Audeliss Insights Roundup: May 2023

Audeliss brings you the latest insights and trends surrounding executive search and diversity, equity, and inclusion in business across the world every month.


In DEI news,

In DEI news, more women are paying the ‘motherhood penalty’ as remote working is enforcing gender stereotypes. Although research by TUC discovered that remote work is beneficial for working mothers due to its flexible benefits, it is actually enforcing gender norms where women are still considered primary caregivers. When it comes to flexible working, women are having to choose between working from home and coming into the office, and unfortunately proximity bias is still prevalent in the workplace; with leaders assuming that employees who are in the office are more committed.

Overlooking women in the workplace can not only affect your diversity goals but it can also impact your ESG commitments. A research paper by Hannes Wagner from Bocconi University in Milan and colleagues from the universities of Utah, Alberta, Arizona and Toronto found that more women on boards increases an organization’s environmental performance. The research discovered that investors are worried about the lack of action that organizations and directors are taking towards environmental sustainability, and found that boards that have introduced women board members to the company experienced an 8% rise in environmental performance in the following three years compared to the previous three years.

Talking about ESG, recent analysis from Connected Impact’s Transparency Index report 2023 found which UK companies on the FTSE 100 are more transparent than others on their ESG commitments, as well as a transparency gap concerning diversity and gender disclosure.

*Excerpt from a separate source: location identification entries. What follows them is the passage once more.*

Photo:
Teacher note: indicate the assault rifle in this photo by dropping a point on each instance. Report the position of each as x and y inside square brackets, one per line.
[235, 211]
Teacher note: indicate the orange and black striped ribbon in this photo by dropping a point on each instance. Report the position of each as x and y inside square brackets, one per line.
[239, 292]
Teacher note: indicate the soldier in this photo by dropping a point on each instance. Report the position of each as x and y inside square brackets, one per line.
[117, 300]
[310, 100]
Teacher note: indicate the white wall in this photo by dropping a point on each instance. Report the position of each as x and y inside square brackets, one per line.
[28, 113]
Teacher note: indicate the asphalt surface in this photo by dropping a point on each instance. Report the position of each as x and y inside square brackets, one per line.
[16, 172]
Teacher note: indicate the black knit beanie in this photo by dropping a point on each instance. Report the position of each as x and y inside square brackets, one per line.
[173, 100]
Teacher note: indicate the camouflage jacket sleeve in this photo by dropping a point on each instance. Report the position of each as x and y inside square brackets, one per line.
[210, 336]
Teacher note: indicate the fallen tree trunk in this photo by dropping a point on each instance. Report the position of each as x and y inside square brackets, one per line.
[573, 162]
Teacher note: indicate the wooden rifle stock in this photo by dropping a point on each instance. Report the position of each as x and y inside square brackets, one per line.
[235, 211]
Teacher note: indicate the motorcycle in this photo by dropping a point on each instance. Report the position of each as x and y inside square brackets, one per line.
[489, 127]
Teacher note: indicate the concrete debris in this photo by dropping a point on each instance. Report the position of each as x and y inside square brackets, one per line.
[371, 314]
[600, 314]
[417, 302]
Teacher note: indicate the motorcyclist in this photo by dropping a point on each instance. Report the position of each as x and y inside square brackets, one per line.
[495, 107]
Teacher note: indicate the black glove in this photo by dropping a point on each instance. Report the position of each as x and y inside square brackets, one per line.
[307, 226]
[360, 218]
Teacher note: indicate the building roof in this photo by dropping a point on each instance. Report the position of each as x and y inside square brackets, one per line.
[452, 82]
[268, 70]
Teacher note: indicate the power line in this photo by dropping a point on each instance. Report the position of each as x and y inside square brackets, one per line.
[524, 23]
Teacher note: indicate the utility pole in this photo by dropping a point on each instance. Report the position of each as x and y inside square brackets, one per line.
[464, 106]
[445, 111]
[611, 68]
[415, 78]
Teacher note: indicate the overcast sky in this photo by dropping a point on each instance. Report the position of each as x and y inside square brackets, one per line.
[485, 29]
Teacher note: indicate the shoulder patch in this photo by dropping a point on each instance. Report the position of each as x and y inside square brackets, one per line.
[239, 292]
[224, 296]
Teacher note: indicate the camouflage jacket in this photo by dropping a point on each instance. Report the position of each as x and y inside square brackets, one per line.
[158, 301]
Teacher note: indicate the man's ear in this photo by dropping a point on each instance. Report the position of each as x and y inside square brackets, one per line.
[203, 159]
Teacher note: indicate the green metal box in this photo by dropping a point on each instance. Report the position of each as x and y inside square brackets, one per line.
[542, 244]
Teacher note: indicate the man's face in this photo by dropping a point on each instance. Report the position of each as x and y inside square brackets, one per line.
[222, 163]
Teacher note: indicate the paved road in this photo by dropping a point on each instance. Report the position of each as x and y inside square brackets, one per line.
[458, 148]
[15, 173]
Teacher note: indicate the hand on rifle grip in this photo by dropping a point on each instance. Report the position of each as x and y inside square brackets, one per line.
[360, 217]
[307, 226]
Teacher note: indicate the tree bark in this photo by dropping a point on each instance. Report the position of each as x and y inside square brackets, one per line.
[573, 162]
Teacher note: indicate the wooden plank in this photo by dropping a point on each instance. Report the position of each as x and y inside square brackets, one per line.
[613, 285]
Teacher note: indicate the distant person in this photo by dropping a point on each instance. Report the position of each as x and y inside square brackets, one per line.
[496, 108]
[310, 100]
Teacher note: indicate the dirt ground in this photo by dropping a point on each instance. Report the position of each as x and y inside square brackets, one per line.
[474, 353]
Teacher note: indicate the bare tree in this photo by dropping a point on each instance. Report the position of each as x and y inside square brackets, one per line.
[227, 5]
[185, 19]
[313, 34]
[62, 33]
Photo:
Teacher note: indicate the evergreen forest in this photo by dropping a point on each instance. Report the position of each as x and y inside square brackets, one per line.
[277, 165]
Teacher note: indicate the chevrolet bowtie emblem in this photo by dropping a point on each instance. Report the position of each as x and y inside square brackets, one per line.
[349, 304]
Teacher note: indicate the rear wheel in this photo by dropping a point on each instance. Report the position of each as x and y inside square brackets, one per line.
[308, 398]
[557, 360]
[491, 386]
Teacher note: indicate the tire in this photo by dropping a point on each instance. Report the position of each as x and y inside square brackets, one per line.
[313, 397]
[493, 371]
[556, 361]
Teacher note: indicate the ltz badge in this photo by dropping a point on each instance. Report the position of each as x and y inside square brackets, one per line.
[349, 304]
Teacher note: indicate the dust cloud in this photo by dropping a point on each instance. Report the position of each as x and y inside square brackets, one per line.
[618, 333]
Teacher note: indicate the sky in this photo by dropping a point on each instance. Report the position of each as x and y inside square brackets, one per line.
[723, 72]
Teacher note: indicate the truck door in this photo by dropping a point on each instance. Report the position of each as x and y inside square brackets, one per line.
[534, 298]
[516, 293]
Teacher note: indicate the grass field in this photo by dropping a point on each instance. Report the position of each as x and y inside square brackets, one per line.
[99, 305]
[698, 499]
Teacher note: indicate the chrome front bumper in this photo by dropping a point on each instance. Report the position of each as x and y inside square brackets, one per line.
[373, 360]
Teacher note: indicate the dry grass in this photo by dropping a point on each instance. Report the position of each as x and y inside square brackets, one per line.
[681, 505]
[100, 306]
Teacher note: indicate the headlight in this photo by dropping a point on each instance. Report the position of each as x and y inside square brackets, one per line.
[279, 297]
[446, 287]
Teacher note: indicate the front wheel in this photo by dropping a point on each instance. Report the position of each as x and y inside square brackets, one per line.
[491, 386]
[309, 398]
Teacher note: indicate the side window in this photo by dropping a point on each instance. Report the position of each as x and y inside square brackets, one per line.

The report discovered that 64% of FTSE 100 organizations do not disclose the ethnic diversity in the workforce and 47% have not met the FCA requirement for 40% representation of women at board level.

This trend is prevalent not just in the UK, but also the rest of the world. According to The 2023 Kelly Global Re:work Report, most companies across 11 countries are not meeting workplace DEI and engagement issues, with a growing divide between employees and senior leaders. The research, which surveyed 4,200 people, found that many workers have said that their workplace is not inclusive, with 62% of respondents saying that they plan to leave their job due to non-inclusive workplace behavior and 37% stating that they work in a ‘psychologically unsafe environment’.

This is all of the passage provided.